Damit erreicht man natürlich auch Ziele. Aber wann das erreicht ist, steht nicht fest. Und deswegen hört man nach 30 Tagen meist auch nicht auf. Weil es zu einer guten Gewohnheit geworden ist. Weil man den Widerstand dagegen verloren hat.
Ziele kann man verfehlen.
Nur fünf Kilo statt zehn abnehmen. Doch nicht zur Abteilungsleiterin befördert zu werden.
Gute Gewohnheiten kann man mal schleifen lassen.
Weil man keinen guten Tag hat. Kein Problem. Keine Schuldgefühle. Macht man eben am nächsten Tag weiter. Weil es kein Ziel gibt, hat man auch nichts versäumt.
Genauso ist es auch mit den ganz großen Lebenszielen.
Es sich gut gehen lassen. Frei und selbstbestimmt leben. Ein Werk für die Nachwelt hinterlassen. Mehr Zeit für die Familie, sich selbst oder das Enkelkind. Und darauf warten, dass man endlich mal Zeit dafür hat. Das Leben ist immer jetzt. Das Ziel immer in der Zukunft.
Für eine gute Gewohnheit findet man immer Platz in der Gegenwart. Das ist das Praktische daran. Und das Tröstliche. Kein Warten auf den Erfolg oder … Heute anfangen. Jetzt. Und dann jeden Tag danach, der einem geschenkt wird.
Im Rentenalter realisieren viele den Preis, den ihr bisheriges Leben verlangt hat.
Obwohl Hermann F. sich jetzt im lang ersehnten Ruhestand befand, war er ein trauriger, alternder Mann, der ständig über die Leere seines Lebens nachdachte. Im Coaching wurde deutlich, dass er nie irgendwelche Interessen ausserhalb seiner Arbeit gehabt hatte. Und die Aussicht, zu Hause Zeit mit seiner Frau zu verbringen, die ihm in all den Jahren fremd geworden war, machte ihn noch deprimierter.
Für viele Menschen, die Organisationen voran stehen, wird die öffentliche Anerkennung, die mit einer Position an der Spitze einhergeht, zur bedeutungsvollsten Dimension ihres Lebens. Es wird oft zu ihrer Droge, ohne die sie nicht leben können.

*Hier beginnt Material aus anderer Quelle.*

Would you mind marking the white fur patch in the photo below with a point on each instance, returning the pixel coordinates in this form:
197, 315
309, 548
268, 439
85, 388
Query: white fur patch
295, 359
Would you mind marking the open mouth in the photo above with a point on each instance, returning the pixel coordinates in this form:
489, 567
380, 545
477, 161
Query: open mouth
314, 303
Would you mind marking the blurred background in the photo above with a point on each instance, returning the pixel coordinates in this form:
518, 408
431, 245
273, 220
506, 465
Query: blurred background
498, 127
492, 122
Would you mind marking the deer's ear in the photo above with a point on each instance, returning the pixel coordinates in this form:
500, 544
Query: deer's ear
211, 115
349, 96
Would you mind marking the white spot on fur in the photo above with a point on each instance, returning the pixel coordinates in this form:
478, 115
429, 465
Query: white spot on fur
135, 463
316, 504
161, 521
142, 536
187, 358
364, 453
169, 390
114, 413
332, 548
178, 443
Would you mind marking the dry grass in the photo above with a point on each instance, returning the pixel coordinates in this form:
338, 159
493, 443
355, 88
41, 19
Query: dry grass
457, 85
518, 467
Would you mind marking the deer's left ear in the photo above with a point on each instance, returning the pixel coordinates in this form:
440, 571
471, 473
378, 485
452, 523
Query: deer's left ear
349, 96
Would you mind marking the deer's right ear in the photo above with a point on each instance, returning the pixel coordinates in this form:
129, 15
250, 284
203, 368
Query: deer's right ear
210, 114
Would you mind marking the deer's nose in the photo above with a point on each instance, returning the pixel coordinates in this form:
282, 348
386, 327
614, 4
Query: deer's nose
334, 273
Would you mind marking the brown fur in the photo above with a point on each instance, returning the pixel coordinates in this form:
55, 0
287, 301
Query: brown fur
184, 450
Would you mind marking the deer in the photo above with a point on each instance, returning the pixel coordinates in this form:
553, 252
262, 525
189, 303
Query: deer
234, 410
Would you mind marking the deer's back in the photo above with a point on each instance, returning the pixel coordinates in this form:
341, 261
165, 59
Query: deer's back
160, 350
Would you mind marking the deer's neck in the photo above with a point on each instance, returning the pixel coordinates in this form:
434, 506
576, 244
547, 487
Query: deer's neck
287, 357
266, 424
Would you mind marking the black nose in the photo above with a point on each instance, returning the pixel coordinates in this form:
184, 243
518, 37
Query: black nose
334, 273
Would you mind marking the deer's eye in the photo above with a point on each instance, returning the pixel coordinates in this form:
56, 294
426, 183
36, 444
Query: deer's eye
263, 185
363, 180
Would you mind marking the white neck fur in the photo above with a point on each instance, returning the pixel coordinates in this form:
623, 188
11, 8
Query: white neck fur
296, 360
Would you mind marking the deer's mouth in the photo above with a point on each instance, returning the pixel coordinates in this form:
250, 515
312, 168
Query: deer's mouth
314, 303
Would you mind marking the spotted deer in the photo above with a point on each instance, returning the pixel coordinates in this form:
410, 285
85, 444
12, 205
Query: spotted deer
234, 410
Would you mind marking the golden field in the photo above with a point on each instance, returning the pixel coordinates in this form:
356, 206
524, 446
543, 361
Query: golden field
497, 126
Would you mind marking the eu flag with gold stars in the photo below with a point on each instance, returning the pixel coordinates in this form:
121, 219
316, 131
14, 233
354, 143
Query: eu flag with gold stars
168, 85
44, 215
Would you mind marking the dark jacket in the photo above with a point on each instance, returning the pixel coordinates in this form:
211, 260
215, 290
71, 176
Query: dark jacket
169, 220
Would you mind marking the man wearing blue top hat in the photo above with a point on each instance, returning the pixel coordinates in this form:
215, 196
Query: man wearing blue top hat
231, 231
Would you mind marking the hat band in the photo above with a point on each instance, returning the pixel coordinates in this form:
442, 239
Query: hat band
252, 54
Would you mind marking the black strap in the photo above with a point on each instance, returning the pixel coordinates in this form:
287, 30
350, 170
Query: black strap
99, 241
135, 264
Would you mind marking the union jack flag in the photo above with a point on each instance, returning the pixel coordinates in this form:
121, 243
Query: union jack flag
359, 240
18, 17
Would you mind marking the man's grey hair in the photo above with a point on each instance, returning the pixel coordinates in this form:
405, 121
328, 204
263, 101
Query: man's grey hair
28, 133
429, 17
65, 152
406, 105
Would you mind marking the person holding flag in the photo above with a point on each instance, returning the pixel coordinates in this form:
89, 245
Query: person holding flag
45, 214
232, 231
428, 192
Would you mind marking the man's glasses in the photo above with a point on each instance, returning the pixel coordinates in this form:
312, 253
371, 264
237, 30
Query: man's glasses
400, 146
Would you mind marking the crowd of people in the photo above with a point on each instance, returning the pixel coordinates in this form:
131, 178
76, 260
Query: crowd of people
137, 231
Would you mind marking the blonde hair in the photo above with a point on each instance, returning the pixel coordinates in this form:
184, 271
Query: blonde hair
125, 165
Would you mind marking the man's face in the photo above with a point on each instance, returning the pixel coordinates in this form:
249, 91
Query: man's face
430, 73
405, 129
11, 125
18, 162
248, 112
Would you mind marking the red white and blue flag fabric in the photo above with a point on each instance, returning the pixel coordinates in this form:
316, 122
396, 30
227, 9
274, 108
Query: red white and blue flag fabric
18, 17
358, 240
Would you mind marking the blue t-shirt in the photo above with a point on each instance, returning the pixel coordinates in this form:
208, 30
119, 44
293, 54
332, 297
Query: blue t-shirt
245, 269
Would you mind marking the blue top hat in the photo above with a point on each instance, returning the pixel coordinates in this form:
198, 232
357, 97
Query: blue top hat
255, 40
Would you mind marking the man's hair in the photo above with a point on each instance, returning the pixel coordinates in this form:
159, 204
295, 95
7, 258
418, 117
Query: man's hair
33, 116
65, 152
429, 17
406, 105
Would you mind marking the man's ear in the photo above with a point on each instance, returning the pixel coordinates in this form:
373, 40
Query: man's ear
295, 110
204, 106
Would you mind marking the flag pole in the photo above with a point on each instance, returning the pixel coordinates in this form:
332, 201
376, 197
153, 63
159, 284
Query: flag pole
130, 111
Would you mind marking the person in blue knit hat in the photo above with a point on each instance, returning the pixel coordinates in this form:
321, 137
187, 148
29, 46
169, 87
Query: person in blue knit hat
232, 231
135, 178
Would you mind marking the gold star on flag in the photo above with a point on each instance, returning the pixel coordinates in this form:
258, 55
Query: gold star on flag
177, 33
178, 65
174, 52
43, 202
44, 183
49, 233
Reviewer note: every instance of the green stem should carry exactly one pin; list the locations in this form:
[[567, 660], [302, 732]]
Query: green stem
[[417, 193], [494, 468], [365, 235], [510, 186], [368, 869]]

Auch Hermann F. hatte früh den Sog gespürt, sich mit einer machtvollen Institution zu identifizieren. Für solche Menschen kann der Eintritt ins Rentenalter wie ein Schock wirken. So wie für den Drogenabhängigen der kalte Entzug. Denn mit dem Leben als Rentner verschwinden all diese Anker von einem Tag auf den anderen.
„All das, was mir über Jahrzehnte so wichtig war, ist jetzt weg“, beschrieb Herrmann F. seinen erlebten Verlust.
„Der Dienstwagen mit Chauffeur, die Flüge in der ersten Klasse, die Aufmerksamkeit des Personals, der Respekt eines Teams – alles weg! Jetzt gehe ich morgens zum Bäcker, und wenn der schlecht drauf ist, begrüßt er mich nicht einmal.“
Es ist vor allem dieser Verlust an narzisstischer Zufuhr, der Menschen wie Hermann F., den Ruhestand vergiftet.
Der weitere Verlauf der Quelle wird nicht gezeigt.